Me Roberjot garda le silence.
—Adieu donc! dit M. Verdale.
Il avait repris son chapeau et son portefeuille, et il dut faire quelques pas vers la porte, car il sortit du cercle qu'embrassaient les regards de Mme Delorge. Mais il reparut presque aussitôt, comme s'il se fût raccroché à un nouvel et dernier espoir, et d'une voix suppliante:
—Voyons, Sosthène, reprit-il, tutoyant de nouveau son ancien camarade, et lui rendant le nom qu'il lui donnait au collège, que dois-je faire pour mériter cette lettre, pour la gagner?
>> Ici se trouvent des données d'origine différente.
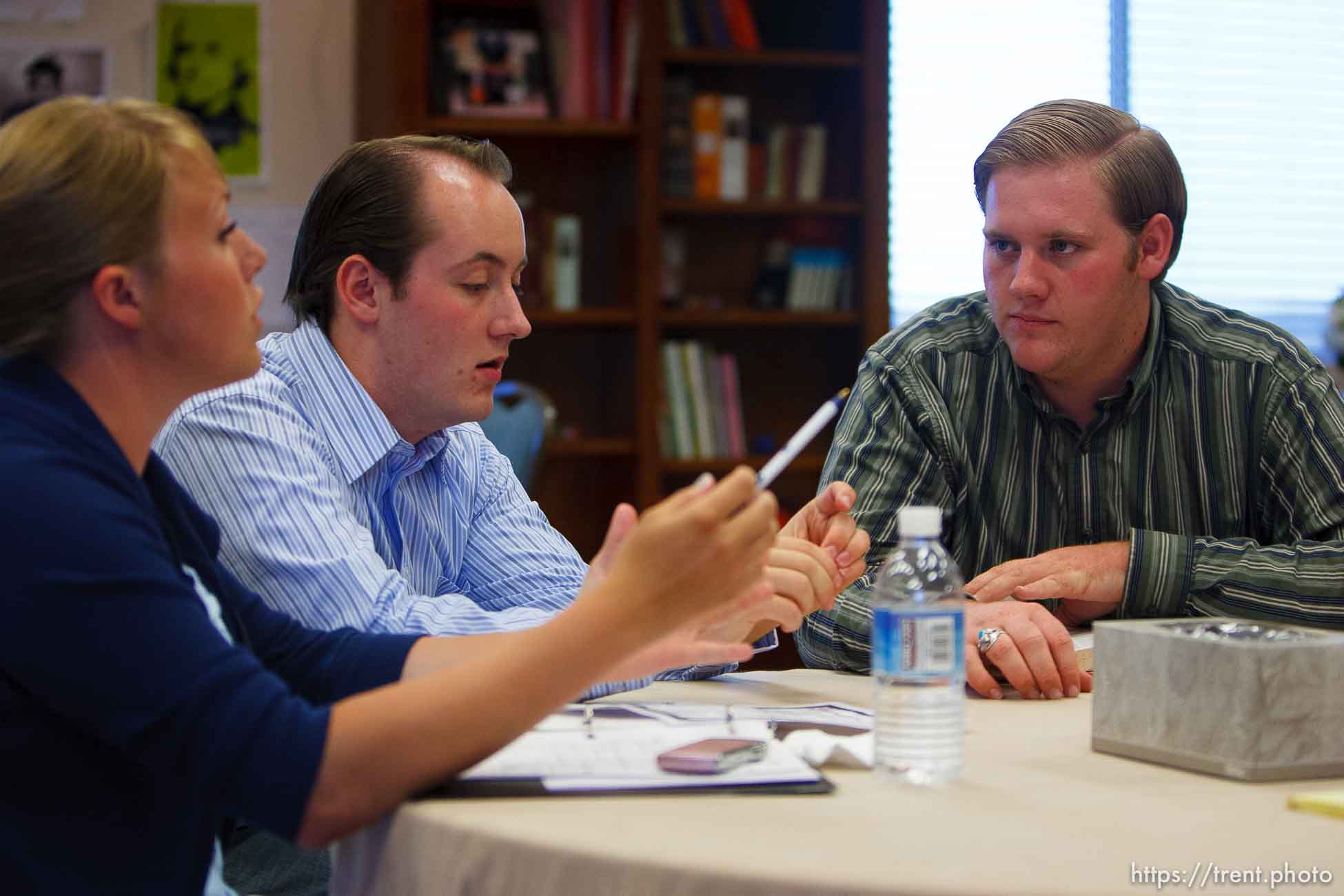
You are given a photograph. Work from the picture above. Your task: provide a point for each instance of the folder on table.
(613, 749)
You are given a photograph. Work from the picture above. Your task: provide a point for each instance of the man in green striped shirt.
(1094, 434)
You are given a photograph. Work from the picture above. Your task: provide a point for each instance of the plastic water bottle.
(918, 661)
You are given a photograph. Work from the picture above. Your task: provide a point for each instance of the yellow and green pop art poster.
(206, 63)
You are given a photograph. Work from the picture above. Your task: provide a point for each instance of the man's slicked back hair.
(369, 205)
(1133, 163)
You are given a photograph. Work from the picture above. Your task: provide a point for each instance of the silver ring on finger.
(986, 638)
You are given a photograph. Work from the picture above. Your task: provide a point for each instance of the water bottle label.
(915, 644)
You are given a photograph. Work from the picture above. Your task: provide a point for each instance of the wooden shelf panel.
(760, 207)
(802, 464)
(768, 58)
(582, 317)
(753, 317)
(591, 448)
(530, 128)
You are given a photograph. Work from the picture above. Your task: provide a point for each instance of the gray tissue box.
(1249, 700)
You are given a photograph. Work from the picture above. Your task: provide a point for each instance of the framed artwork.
(491, 63)
(207, 63)
(31, 72)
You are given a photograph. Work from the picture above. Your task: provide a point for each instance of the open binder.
(613, 749)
Veux-tu que je donne vingt mille francs aux pauvres, le double, le triple, ta part tout entière?... Veux-tu que je fonde une école, un hôpital?... Parle...
—Je ne veux rien.
L'architecte s'arrachait les cheveux.
—Implacable! s'écriait-il. Mon Dieu! que faire? Sosthène, mon vieil ami, faut-il que je m'humilie devant toi? Ah!... il m'en coûte d'implorer ainsi.